4. “Another Girl, Another Planet” – Something She (Her Smell)
Her Smell is a hell of a film– every bit the swirling sensory overload as Uncut Gems, with a phenomenal lead performance by Elizabeth Moss– but perhaps its greatest trick is finding a way to talk about Courtney Love without having to talk about Kurt Cobain. As washed-up ‘90s alternagrrl turned superstar Becky Something, Moss captures the toxic yet undeniable charisma that made– and makes– Love so much more than rock’s second most famous widow (rather than include a Cobain analogue, director Perry pairs her with a Riki Rachtman-style VJ played by Dan Stevens). The original songs are uniformly excellent Hole impressions, but the film’s mission statement comes in its opening scene, in which Something tears into a cover of the Only Ones’ ur-pop-punk classic “Another Girl, Another Planet.” Like the song’s damaged narrator, Becky is a mess (spoiler alert: the girl and the planet are both metaphors for heroin), but like the song itself, you can’t help but get swept up in her orbit.

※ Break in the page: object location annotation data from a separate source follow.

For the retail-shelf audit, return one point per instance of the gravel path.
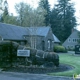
(27, 76)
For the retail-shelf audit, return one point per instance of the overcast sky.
(34, 3)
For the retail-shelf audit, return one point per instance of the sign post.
(23, 53)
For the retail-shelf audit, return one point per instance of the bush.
(60, 48)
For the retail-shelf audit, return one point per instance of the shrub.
(60, 48)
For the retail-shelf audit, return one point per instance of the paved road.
(27, 76)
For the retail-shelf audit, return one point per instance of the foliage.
(7, 53)
(72, 60)
(28, 16)
(45, 5)
(59, 48)
(63, 19)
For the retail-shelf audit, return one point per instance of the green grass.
(72, 60)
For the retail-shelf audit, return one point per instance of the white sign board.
(23, 53)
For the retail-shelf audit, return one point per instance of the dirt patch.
(39, 70)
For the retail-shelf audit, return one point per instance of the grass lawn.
(72, 60)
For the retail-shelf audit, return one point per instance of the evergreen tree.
(5, 11)
(45, 5)
(63, 19)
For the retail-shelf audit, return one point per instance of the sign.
(23, 53)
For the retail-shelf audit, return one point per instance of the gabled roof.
(13, 32)
(56, 39)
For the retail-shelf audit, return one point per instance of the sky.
(34, 3)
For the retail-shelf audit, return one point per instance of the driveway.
(27, 76)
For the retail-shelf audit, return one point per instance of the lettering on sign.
(23, 53)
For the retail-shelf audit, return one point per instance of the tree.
(5, 11)
(63, 19)
(45, 4)
(28, 16)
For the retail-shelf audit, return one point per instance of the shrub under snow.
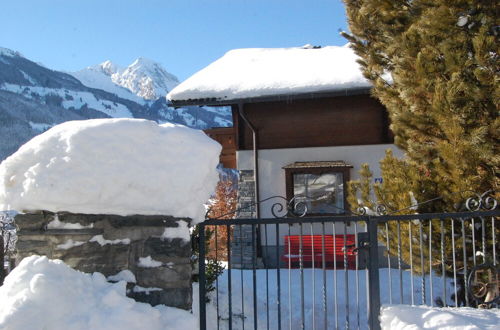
(112, 166)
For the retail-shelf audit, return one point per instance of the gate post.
(373, 276)
(201, 277)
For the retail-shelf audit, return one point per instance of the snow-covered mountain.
(34, 98)
(144, 78)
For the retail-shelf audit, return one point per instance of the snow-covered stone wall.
(156, 265)
(113, 166)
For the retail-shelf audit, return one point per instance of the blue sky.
(183, 35)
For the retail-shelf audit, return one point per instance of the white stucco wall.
(272, 175)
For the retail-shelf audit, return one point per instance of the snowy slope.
(34, 98)
(99, 76)
(144, 78)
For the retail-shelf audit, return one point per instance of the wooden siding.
(226, 137)
(334, 121)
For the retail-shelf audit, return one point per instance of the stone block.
(144, 234)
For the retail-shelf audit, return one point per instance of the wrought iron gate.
(439, 259)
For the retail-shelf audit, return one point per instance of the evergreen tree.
(434, 65)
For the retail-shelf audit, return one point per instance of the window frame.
(289, 184)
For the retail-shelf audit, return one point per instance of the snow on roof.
(257, 72)
(113, 166)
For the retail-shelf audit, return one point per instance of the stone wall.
(109, 244)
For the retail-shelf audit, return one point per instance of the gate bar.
(201, 277)
(373, 276)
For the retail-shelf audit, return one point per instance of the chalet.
(303, 123)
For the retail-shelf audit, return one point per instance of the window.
(320, 185)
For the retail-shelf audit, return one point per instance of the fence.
(8, 240)
(439, 259)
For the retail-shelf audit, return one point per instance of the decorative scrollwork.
(381, 209)
(484, 201)
(362, 210)
(293, 208)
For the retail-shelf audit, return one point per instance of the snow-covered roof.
(260, 72)
(113, 166)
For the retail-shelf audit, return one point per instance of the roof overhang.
(270, 98)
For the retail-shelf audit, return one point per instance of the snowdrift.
(112, 166)
(47, 294)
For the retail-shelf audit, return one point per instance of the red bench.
(334, 251)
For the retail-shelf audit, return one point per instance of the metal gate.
(327, 281)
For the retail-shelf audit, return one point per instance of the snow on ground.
(422, 317)
(56, 297)
(254, 72)
(47, 294)
(112, 166)
(313, 286)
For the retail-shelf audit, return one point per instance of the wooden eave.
(269, 98)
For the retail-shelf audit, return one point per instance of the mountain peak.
(9, 52)
(109, 67)
(146, 78)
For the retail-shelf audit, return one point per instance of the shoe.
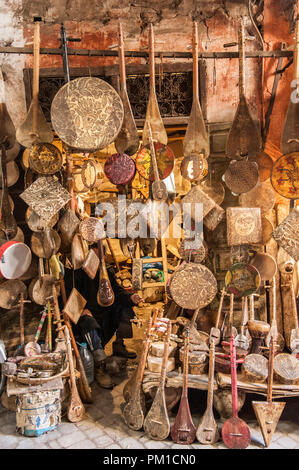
(120, 350)
(102, 377)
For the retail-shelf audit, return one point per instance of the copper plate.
(194, 255)
(287, 234)
(241, 176)
(46, 196)
(92, 229)
(45, 159)
(285, 175)
(242, 279)
(214, 189)
(119, 168)
(193, 287)
(194, 167)
(243, 225)
(265, 264)
(261, 196)
(164, 157)
(87, 113)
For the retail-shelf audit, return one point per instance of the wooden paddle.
(196, 138)
(274, 333)
(127, 140)
(105, 296)
(7, 128)
(215, 333)
(243, 138)
(289, 137)
(267, 412)
(235, 432)
(152, 112)
(156, 423)
(134, 409)
(207, 431)
(83, 382)
(241, 340)
(7, 223)
(35, 128)
(183, 430)
(75, 409)
(159, 188)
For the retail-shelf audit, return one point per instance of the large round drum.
(15, 259)
(119, 168)
(87, 113)
(194, 286)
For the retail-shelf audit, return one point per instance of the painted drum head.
(193, 286)
(194, 255)
(194, 167)
(285, 175)
(266, 265)
(92, 229)
(87, 113)
(45, 159)
(119, 168)
(242, 279)
(164, 157)
(15, 259)
(241, 176)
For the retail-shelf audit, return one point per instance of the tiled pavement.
(103, 427)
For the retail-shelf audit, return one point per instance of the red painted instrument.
(235, 432)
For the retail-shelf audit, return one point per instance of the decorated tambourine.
(165, 161)
(285, 175)
(242, 279)
(119, 168)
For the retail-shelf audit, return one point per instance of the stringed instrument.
(153, 116)
(159, 188)
(35, 128)
(267, 412)
(105, 296)
(289, 137)
(8, 223)
(134, 409)
(235, 432)
(183, 430)
(75, 409)
(207, 431)
(127, 140)
(156, 423)
(243, 138)
(196, 138)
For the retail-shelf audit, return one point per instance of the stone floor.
(103, 427)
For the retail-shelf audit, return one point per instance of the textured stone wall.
(96, 22)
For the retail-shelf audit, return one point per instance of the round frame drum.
(15, 259)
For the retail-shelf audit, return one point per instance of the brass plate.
(87, 113)
(193, 286)
(285, 175)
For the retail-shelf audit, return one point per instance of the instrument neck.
(152, 60)
(211, 376)
(35, 91)
(165, 357)
(195, 60)
(121, 56)
(220, 308)
(142, 361)
(241, 60)
(233, 364)
(186, 366)
(270, 371)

3. “San Francisco (Be Sure To Wear Flowers In Your Hair)” – Emile Mosseri, Joe Talbot and Daniel Herskedal (Featuring Mike Marshall) (The Last Black Man in San Francisco)

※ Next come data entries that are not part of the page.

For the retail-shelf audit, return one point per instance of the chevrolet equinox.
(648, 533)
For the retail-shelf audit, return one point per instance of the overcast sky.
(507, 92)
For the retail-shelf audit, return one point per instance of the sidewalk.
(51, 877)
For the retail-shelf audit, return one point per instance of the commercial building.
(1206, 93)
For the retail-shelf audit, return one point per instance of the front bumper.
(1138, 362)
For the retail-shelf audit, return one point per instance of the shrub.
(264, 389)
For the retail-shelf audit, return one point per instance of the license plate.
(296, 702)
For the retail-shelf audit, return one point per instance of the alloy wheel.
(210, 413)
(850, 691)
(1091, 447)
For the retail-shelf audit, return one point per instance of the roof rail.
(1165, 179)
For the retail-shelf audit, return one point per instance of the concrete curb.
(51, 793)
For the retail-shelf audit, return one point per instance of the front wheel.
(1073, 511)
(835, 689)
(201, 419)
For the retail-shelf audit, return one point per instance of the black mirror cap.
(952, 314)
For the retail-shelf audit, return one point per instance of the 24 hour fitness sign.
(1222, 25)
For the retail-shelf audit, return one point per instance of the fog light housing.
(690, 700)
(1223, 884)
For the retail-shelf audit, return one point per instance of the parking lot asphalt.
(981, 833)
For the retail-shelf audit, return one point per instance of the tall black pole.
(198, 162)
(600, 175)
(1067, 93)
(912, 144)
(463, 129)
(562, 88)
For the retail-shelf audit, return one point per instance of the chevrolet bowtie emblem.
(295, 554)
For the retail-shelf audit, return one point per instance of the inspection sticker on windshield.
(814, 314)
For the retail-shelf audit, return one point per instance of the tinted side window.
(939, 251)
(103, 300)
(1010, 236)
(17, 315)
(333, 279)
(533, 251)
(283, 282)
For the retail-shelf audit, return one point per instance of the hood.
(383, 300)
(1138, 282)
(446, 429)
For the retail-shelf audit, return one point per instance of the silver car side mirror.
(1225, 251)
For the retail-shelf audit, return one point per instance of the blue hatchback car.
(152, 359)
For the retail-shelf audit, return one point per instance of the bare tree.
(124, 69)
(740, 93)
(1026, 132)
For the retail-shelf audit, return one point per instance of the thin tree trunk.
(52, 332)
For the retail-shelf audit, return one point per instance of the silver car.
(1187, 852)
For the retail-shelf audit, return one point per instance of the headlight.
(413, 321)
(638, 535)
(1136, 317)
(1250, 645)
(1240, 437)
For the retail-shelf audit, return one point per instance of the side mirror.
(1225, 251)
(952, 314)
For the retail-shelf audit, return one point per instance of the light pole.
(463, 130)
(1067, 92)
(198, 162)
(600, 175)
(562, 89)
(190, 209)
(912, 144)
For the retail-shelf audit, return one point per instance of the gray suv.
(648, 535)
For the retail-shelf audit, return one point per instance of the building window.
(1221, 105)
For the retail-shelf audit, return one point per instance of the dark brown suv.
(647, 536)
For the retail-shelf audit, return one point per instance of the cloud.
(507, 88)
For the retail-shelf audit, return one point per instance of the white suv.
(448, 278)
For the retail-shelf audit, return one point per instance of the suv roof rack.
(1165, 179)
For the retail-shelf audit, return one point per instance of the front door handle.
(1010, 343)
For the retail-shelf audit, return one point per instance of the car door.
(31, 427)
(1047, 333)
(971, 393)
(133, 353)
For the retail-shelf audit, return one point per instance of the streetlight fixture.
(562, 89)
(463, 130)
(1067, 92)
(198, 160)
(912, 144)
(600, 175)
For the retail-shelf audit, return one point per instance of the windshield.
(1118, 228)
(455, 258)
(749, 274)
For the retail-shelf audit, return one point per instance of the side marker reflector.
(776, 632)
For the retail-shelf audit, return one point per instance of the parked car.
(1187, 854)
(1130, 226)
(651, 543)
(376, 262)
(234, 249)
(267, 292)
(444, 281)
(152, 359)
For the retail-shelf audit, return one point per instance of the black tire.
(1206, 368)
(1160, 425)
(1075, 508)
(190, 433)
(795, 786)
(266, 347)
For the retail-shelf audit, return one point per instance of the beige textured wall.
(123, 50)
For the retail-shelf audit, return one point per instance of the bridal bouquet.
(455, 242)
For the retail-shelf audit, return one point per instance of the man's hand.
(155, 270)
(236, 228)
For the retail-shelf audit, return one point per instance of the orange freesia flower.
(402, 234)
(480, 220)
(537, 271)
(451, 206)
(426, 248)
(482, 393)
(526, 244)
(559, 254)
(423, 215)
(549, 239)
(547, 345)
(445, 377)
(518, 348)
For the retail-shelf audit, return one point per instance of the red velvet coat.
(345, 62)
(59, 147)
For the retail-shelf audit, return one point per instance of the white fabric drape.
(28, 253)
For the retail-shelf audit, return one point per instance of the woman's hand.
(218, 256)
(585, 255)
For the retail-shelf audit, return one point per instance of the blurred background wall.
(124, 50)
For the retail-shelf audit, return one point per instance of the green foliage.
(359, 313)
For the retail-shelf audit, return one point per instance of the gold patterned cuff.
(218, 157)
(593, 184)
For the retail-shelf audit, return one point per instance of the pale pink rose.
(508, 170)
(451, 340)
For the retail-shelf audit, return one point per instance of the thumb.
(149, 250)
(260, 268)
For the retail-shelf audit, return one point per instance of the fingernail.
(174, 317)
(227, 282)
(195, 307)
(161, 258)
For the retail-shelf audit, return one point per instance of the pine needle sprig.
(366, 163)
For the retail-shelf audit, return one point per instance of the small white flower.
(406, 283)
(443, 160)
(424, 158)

On the opposite end of the spectrum, Joe Talbot’s The Last Black Man in San Francisco is a gentle, elegiac look at hanging onto one’s home and chosen family in the face of gentrification.
Playing a fictionalized version of himself, co-screenwriter Jimmy Fails serves as our eyes and ears, gliding around the city on his skateboard and haunting the house that may or may not have been built by his grandfather. The film’s most powerful passages are the ones in which Fails silently observes his kingdom, and never are these moments more profound than when set to Scott McKenzie’s hippie-drippy SF anthem, rendered heartbreaking by soul singer Mike Marshall. (Marshall, incidentally, is a venerable R&B singer and session vocalist, whose credits include– wait for it– the hook from “I Got Five on It!”).
2. “Supernature” – Cerrone (Climax)
Like most films by Gaspar Noe, Climax is something of a rough watch: a troupe of young dancers descend into madness and violence in a snowbound studio after someone spikes their sangria with hallucinogens. But as unpleasant as the proceedings can be, one thing can be agreed upon: the dancing scenes are phenomenal. With the exception of Sofia Boutella, Noe cast his film with professional dancers, and it shows in the scenes in which they strut their stuff to a lovingly compiled crate of 12”s. Even if no one drank the punch and the film never ventured into horror territory, its opening scene, set to Cerrone’s dancefloor classic “Supernature,” would make it one of the year’s most electric cinematic experiences.
1. “Baby You’re Out of Time (string version)” – The Rolling Stones (Once Upon a Time in Hollywood)
Quentin Tarantino is the undisputed heavyweight champion of the needledrop– just ask Dick Dale, Stealer’s Wheel, or Tomoyasu Hotei– so it’s no surprise to see him topping this list. Indeed, much of Once Upon a Time’s running time is spent simply riding around Los Angeles as Brad Pitt’s Cliff Booth grooves to a lovingly curated AM radio playlist, ranging from Paul Revere and the Raiders to Vanilla Fudge to Neil Diamond. But the film’s most striking cue comes right at the beginning of the third act, when the timeline jumps to a turning point in the relationship between Booth and his boss, aging western actor Rick Dalton (Leonardo DiCaprio)– and to a fateful day in the life of Dalton’s neighbor, Sharon Tate (Margot Robbie). As all three characters approach their very different crossroads, the lights flick on across Tarantino’s lovingly recreated Sunset Strip to the strains of the Rolling Stones’ “Baby You’re Out of Time” (in true cratedigger fashion, the version used is an unusual alternate single mix with a string section). It’s a
disarmingly bittersweet moment from a director not usually known for his sentimentality, and a large part of what makes Hollywood one of the most rewarding works of Tarantino’s career.